There is a 2 lb Yorkie in the Franklin county Dog Shelter. He is 7 years old. I know the this is for maltese owners but some one would want to know. Look on ColumbusDogs.com.


----------



## Furbabies mom (Jul 25, 2011)

I see there is no picture yet. I'll be looking for it. I might know someone who's interested. Thanks for posting it!


----------



## maltese manica (Nov 6, 2012)

I havent seen anything posted on the site?????


----------



## Zoe's Mom88 (Apr 25, 2011)

Furbabies mom said:


> I see there is no picture yet. I'll be looking for it. I might know someone who's interested. Thanks for posting it!
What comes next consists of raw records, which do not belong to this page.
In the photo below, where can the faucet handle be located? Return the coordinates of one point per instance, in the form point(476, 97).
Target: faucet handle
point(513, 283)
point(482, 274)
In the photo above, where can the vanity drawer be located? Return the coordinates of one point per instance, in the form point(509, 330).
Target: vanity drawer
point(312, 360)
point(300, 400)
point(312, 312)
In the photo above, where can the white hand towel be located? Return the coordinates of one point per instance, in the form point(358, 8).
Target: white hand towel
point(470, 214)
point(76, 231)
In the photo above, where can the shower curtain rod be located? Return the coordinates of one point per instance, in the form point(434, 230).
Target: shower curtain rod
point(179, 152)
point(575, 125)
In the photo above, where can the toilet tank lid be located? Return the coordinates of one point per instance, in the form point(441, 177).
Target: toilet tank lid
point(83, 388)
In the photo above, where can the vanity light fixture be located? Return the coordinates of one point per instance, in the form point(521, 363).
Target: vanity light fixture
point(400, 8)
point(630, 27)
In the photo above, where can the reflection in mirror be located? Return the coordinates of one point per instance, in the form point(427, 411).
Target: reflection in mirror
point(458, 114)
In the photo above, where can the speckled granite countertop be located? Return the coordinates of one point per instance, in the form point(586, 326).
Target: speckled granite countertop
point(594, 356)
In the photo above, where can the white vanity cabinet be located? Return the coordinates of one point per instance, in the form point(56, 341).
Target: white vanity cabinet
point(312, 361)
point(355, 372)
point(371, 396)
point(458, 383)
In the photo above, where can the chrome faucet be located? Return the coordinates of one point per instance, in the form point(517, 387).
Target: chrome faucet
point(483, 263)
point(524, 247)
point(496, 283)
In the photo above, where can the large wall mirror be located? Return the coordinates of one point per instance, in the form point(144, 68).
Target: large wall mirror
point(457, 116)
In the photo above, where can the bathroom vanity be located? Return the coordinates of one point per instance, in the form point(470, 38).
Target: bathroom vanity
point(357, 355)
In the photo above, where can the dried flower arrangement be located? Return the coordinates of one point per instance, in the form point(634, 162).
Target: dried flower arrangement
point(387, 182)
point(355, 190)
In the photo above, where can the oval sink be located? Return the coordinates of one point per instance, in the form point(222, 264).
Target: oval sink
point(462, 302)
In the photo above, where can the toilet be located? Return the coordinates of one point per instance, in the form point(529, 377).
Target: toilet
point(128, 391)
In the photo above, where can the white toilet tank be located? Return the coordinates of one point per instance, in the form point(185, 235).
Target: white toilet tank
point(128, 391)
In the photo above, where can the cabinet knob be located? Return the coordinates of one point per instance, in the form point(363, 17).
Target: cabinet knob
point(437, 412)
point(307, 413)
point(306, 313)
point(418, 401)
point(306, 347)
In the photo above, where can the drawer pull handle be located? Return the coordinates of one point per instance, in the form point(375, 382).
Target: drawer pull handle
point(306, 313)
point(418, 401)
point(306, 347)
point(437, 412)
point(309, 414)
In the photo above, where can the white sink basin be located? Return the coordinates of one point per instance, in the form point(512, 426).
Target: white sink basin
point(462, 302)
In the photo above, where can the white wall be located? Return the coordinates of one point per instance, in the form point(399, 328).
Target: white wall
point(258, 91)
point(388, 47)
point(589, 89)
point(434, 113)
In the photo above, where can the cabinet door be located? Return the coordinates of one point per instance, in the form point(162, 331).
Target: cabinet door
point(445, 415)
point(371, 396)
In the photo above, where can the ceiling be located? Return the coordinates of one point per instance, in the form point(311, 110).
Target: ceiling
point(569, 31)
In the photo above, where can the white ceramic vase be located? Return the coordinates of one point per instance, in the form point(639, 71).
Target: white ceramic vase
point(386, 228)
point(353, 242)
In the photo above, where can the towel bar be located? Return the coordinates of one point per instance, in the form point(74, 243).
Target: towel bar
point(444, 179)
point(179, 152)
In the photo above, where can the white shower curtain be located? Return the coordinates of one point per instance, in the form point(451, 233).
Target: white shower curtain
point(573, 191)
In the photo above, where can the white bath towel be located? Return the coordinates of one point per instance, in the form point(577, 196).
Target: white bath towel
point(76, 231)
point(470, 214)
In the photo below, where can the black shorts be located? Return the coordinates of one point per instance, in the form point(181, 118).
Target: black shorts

Deb, I didn't see the pic either. That would be great if you knew someone to adopt him. BTW, loved the beautiful pic you posted of you with your Mom and Dad.


----------



## michellerobison (Dec 17, 2009)

Tiny little mite like that, won't last long.


----------



## michellerobison (Dec 17, 2009)

Looked but couldn't find anything... Do you have original link?


----------



## Furbabies mom (Jul 25, 2011)

I just checked the site and now it says. Adoption pending!!!!!!! Yay!!!! It!s the Franklin County Animal Shelter, they never did post a pic of him. They call him Tiny Tim!


----------